You may have seen Charles II medallions on the Antiques Roadshow a couple of Sundays ago. They were rare survivors; not so much as regards value, but in their venerable age, scarcity – and tendency to be eclipsed by those Premier League players of collectables; coins and military medals.
The last great collection I saw at close quarters was the Renaissance medallions belonging to one-time National Galleries of Scotland director Sir Timothy Clifford.
Now, Glasgow University’s Hunterian Museum has unveiled an assemblage of even higher quality.
Titled ‘Moments in History: William Hunter’s British Medals’, the new exhibition is dedicated to the extraordinary collection formed by the Hunterian founder Dr William Hunter (1718-1783). Surprisingly, it is the first exhibition ever dedicated to a collection considered one of the finest in the world, and in Dr Hunter’s time ‘second only’ to the French royal collection.

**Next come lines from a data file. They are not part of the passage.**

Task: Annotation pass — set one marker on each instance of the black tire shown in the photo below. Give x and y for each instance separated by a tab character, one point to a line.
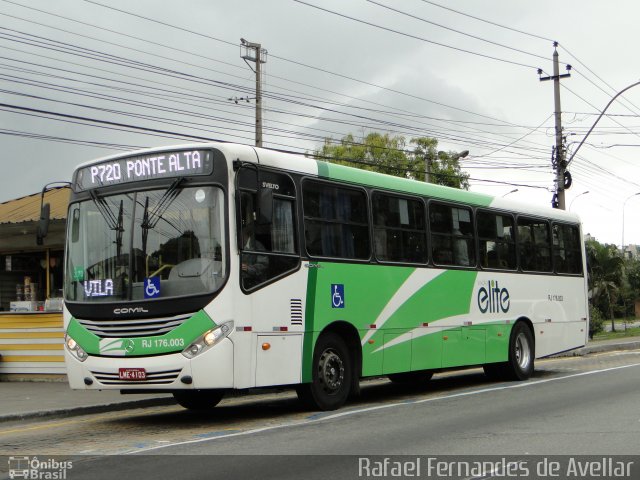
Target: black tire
410	378
521	356
332	375
521	353
198	399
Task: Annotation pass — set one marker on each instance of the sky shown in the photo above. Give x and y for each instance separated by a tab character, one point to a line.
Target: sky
82	79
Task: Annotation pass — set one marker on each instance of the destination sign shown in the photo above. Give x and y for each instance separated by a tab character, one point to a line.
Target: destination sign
145	167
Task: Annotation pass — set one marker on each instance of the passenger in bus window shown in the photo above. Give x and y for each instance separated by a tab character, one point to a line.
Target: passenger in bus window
254	267
460	249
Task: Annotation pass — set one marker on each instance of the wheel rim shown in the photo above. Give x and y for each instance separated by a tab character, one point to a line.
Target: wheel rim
523	351
330	371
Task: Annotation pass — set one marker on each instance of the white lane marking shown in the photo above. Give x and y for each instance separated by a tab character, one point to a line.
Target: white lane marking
380	407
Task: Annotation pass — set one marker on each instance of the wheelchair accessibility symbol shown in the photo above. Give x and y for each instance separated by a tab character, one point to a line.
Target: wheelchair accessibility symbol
152	287
337	295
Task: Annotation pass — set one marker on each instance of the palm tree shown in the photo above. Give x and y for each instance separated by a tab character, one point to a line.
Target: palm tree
606	272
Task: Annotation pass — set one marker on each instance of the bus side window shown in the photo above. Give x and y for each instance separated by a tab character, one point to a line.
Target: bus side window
452	235
268	249
567	253
336	221
496	240
399	229
534	245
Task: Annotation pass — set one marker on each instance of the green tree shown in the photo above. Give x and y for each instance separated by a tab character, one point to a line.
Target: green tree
376	152
444	166
606	276
385	153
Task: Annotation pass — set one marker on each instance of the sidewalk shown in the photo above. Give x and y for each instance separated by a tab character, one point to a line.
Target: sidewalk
20	400
24	399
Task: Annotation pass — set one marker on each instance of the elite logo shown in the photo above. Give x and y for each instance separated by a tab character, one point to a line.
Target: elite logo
493	299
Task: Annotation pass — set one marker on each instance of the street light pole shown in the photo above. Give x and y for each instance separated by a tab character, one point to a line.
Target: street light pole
599	117
579	195
624	205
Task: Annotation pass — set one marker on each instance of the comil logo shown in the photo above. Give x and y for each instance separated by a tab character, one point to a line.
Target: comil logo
493	299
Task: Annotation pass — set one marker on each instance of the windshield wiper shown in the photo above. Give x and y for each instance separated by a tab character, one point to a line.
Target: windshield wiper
151	219
114	223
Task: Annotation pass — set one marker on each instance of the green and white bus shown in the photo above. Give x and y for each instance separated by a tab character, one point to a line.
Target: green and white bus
204	268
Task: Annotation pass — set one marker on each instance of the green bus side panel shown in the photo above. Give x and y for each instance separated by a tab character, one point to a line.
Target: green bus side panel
426	353
365	177
398	358
463	346
399	343
498	342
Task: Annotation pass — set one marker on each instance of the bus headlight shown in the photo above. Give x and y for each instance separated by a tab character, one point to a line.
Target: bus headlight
208	339
75	349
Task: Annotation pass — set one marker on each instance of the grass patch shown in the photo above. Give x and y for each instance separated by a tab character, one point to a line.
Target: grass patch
619	333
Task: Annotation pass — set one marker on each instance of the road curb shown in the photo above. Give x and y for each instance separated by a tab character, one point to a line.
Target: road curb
600	348
88	410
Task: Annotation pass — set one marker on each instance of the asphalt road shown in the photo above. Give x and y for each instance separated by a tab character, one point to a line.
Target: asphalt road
573	406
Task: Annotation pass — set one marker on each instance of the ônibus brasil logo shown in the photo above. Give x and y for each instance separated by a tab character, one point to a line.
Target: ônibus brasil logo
493	299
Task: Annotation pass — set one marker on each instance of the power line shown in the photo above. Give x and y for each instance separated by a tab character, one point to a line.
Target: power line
415	37
466	34
488	21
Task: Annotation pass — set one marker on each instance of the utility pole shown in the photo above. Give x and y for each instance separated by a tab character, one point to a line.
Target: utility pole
253	52
559	162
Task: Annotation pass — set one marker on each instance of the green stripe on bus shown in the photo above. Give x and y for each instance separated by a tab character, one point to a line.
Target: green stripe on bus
364	177
309	322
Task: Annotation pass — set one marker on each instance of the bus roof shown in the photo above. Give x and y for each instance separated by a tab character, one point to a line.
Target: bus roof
309	166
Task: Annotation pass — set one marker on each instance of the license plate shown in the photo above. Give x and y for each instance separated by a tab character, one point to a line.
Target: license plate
132	374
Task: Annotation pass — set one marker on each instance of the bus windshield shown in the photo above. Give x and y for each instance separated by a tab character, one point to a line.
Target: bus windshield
162	243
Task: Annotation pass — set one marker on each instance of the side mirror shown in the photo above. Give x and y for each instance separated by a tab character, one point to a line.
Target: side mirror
43	224
265	206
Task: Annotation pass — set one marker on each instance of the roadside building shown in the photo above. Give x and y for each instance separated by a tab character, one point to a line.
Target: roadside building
31	333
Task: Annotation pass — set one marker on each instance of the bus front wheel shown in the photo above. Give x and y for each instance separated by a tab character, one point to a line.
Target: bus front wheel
198	399
331	376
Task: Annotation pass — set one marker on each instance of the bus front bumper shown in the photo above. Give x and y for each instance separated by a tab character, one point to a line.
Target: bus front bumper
212	368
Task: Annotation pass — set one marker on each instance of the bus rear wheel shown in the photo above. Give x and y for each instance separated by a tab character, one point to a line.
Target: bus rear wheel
331	376
521	352
198	399
521	356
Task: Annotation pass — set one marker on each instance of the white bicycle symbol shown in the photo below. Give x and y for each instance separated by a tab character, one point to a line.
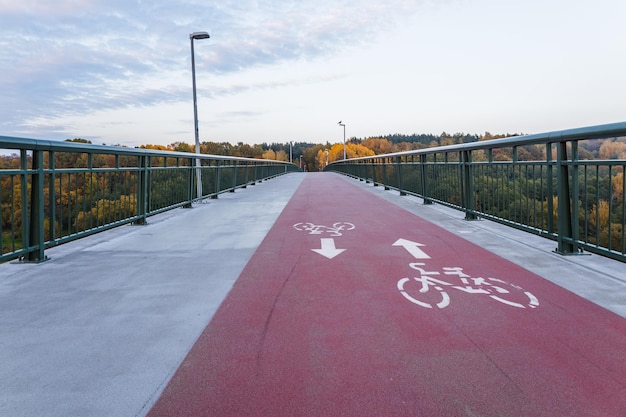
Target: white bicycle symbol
317	229
512	295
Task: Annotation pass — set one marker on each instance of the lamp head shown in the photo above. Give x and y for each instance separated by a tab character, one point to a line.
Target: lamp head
199	35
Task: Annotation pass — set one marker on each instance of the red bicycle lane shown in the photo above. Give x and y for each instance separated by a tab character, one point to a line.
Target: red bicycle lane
352	306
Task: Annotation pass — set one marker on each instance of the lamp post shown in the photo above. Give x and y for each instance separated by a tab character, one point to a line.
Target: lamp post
192	36
344	138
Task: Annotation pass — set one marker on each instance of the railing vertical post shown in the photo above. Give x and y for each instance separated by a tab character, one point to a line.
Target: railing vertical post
385	180
467	187
565	237
52	212
36	221
190	182
142	190
549	189
218	182
423	173
399	173
575	198
235	168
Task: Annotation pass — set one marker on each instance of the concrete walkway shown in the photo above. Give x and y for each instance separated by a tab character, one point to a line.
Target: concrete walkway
100	328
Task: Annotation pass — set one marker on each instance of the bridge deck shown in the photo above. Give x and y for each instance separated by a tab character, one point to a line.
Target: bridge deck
313	295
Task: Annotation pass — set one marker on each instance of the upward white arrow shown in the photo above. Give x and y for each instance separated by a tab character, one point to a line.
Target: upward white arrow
328	248
412	248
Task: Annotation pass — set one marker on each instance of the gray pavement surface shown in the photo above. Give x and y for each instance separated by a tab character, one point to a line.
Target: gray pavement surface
100	328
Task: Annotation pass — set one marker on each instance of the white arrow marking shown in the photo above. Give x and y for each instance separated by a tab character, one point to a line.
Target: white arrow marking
328	248
413	248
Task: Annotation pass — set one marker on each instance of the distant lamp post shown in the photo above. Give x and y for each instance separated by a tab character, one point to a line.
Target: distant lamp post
196	35
344	138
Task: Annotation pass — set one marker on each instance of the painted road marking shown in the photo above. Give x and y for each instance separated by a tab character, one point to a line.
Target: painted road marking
505	292
317	229
412	247
328	248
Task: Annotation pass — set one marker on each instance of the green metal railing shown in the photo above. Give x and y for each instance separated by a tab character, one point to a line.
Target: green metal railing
52	192
548	184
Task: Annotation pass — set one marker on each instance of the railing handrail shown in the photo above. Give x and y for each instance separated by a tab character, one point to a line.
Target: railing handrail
591	132
48	201
8	142
579	203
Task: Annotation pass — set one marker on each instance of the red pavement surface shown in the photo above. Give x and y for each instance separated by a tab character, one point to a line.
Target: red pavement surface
304	335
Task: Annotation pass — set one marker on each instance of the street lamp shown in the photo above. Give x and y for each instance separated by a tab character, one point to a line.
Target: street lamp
344	138
192	36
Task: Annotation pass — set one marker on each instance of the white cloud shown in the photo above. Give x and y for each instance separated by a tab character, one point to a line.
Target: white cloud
274	70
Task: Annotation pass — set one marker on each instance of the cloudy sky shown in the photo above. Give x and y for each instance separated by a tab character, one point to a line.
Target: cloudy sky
119	71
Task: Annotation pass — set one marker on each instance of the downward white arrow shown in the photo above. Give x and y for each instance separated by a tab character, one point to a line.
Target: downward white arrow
413	248
328	248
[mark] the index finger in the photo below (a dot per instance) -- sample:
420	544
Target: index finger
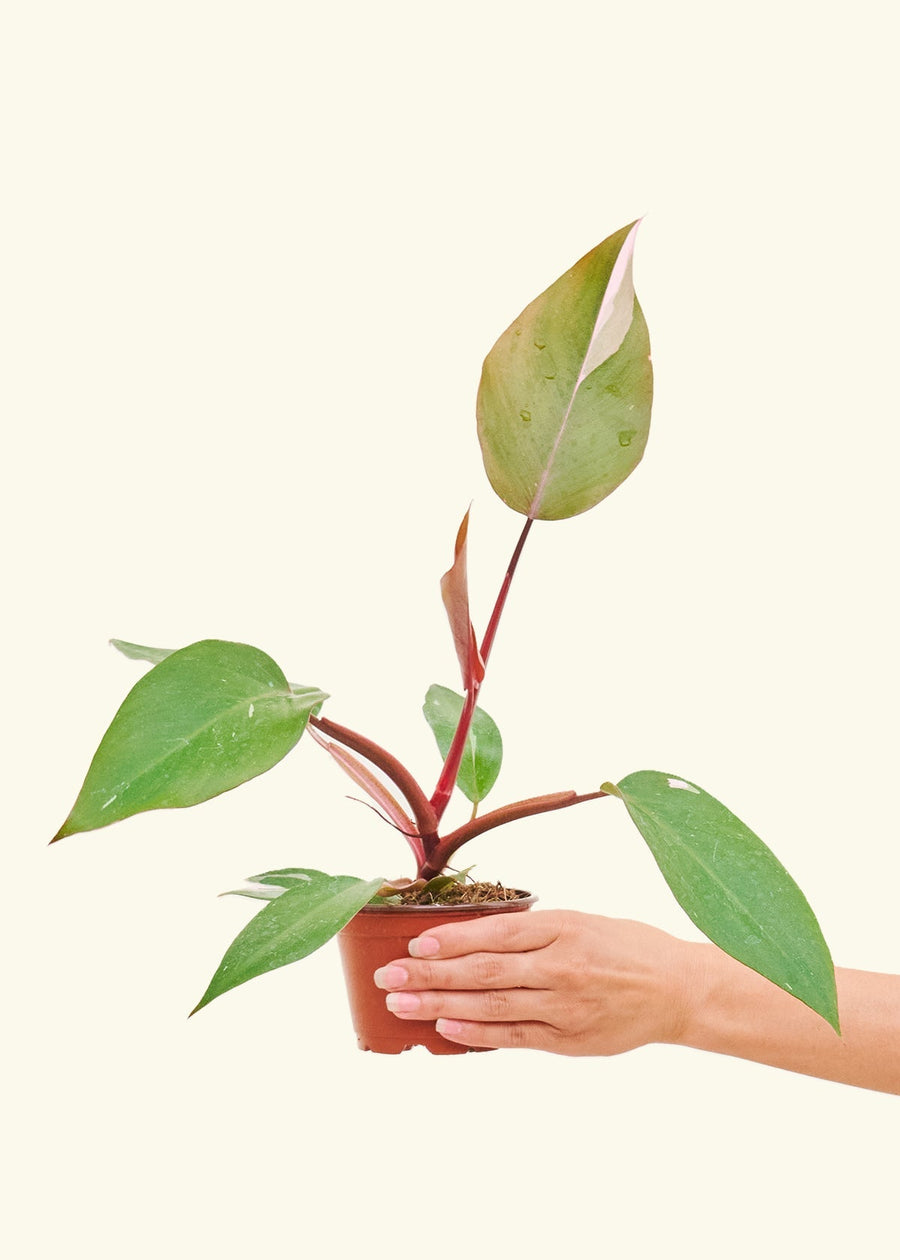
494	934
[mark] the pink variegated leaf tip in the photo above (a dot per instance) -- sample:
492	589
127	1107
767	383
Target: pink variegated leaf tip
455	594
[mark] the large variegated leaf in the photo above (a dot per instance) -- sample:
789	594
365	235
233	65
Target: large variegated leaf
564	407
301	919
204	720
483	754
734	887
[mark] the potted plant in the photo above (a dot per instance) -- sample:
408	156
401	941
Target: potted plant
564	410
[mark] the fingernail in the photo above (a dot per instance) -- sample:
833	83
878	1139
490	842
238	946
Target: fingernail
402	1003
425	946
391	977
448	1027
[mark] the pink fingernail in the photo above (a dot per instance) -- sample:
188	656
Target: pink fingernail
425	946
448	1027
391	977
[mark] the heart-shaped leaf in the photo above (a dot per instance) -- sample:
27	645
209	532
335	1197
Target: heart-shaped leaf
734	887
483	751
204	720
300	920
564	407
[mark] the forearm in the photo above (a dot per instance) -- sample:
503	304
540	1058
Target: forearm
736	1012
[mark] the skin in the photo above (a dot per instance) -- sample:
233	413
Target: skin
582	984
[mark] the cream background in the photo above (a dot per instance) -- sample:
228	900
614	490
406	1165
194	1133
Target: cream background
253	257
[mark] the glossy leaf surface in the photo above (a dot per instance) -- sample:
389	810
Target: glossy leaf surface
300	920
564	406
271	883
732	887
204	720
140	652
483	751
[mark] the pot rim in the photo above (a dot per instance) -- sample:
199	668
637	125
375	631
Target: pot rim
488	907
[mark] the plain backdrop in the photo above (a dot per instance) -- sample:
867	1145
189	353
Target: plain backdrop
253	256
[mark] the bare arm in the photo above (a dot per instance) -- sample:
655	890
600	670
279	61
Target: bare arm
582	984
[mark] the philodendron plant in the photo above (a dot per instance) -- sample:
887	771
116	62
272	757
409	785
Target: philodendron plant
564	412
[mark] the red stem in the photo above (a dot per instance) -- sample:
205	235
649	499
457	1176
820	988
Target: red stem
449	844
396	771
448	779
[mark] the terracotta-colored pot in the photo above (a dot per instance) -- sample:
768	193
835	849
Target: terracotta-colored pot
381	934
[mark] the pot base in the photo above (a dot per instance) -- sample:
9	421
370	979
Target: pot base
380	935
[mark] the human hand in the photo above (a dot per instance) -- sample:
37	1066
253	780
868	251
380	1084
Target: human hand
556	980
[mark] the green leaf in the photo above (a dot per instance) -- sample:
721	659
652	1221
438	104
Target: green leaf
564	406
483	749
734	887
139	652
271	883
290	927
204	720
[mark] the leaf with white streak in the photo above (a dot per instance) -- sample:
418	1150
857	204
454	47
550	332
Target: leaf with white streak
204	720
290	927
564	406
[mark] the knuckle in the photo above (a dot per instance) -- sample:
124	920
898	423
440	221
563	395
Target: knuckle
487	969
497	1003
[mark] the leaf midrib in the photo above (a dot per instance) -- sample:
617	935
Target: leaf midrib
185	741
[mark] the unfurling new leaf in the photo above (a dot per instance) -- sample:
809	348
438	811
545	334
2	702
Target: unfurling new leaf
483	752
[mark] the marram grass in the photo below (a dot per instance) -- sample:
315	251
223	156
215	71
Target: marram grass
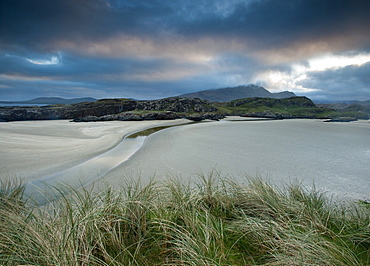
215	222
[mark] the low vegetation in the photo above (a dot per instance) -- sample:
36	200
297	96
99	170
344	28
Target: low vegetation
213	222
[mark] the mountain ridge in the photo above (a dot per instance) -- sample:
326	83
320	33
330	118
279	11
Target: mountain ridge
239	92
52	100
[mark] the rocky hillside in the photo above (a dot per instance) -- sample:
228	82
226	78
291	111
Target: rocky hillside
177	107
52	100
233	93
114	109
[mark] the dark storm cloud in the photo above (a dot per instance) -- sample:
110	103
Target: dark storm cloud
351	82
153	48
274	23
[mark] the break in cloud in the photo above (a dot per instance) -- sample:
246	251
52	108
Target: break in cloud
152	49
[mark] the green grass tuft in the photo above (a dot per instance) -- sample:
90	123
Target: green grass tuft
216	221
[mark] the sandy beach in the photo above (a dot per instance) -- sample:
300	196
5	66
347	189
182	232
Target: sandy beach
334	156
33	150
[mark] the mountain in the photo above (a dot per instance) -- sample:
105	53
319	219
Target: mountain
53	100
233	93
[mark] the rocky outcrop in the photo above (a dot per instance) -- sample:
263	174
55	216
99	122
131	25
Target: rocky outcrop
109	109
341	119
233	93
179	105
272	115
269	102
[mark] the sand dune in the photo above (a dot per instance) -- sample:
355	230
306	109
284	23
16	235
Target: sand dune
336	156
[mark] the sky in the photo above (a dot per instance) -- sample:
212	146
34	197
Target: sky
152	49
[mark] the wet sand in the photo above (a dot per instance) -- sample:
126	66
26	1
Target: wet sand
32	150
335	156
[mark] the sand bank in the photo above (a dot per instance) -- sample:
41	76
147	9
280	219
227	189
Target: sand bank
336	156
32	150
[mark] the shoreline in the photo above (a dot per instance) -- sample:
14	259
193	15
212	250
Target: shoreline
168	152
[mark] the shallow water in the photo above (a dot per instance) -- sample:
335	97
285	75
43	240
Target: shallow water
333	156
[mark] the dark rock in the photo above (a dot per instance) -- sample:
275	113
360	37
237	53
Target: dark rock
341	119
206	116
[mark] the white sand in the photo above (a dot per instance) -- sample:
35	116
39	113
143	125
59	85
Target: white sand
33	150
336	156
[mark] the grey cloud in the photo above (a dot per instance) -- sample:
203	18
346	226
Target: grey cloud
351	82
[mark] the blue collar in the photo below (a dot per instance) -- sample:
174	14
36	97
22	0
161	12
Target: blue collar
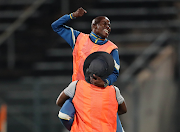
97	39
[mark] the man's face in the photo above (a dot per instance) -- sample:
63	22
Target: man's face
103	28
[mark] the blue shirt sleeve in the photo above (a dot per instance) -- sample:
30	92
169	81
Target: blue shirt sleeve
113	77
67	33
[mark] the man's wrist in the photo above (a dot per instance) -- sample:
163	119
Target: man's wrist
71	16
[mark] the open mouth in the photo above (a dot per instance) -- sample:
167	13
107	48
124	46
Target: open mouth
106	31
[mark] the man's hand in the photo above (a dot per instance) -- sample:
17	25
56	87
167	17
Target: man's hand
79	12
97	81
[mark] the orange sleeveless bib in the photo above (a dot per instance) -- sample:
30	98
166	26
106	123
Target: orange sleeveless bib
83	48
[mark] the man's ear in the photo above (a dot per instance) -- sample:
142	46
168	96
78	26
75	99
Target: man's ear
94	27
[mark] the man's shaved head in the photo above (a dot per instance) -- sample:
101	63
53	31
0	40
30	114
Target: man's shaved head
101	26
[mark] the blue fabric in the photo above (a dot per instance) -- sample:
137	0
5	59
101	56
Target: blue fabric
119	125
68	108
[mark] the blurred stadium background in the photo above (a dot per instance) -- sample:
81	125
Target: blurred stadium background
36	64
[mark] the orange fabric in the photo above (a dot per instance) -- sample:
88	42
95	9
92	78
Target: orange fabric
96	108
83	48
3	118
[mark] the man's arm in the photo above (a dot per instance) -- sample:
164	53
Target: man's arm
113	77
67	33
61	99
122	109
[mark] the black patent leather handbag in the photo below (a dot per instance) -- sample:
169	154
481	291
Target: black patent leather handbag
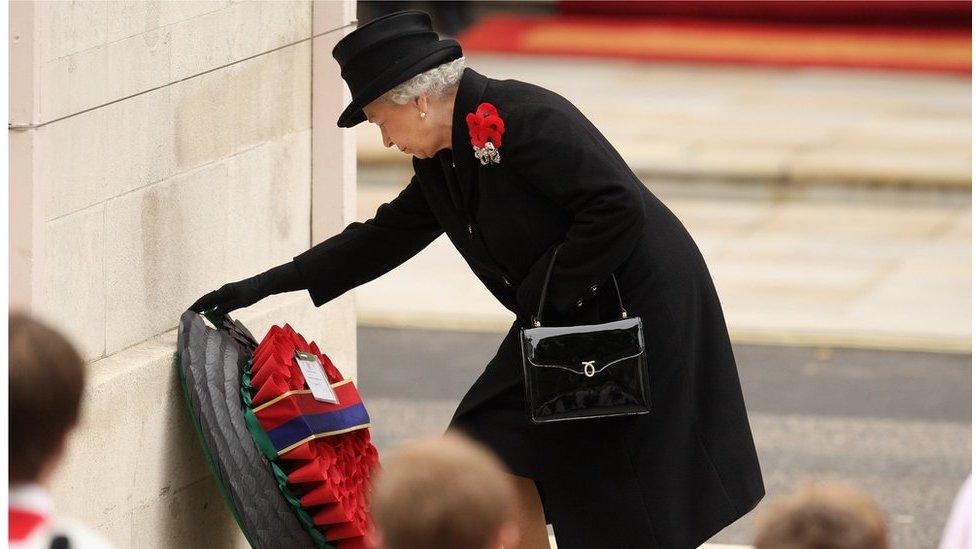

Many have never been on public display and some are extremely rare – one of the highlights, ‘James Graham, Marquess of Montrose’, (illustrated) is the only known example of its type in the world.
There are 932 British medals in Hunter’s collection and the exhibition highlights over 100 of them.
The beautifully-crafted works of art in gold, silver and bronze date from 1524 to 1781 and have been divided into themes, from the pomp and pageantry of royal events, through to the internecine chaos of the English Civil War, dramatic Jacobite risings and the flourishing of the arts and sciences during the Enlightenment.
Highlights include ‘Henry VIII, Supremacy of the Church’, struck in 1545. Such medals really began during Henry’s reign as gifts to dignitaries, high ranking members of society or court favourites.
Other rare examples include ‘Dangers Averted’, a medal given by Elizabeth I as a reward to naval officers after the destruction of the Spanish Armada in 1588; the only medal to be struck relating to the Gunpowder Plot of 1605 and an example from Charles I’s Coronation, one of only three surviving in gold from 1633.
Up until last year, William Hunter’s collection of historical medals had never been sorted or catalogued. Thanks to funding by Museum Galleries Scotland, a curatorial assistant was taken on in 2015 to arrange the collection.
The exhibition is free and runs to January 2017.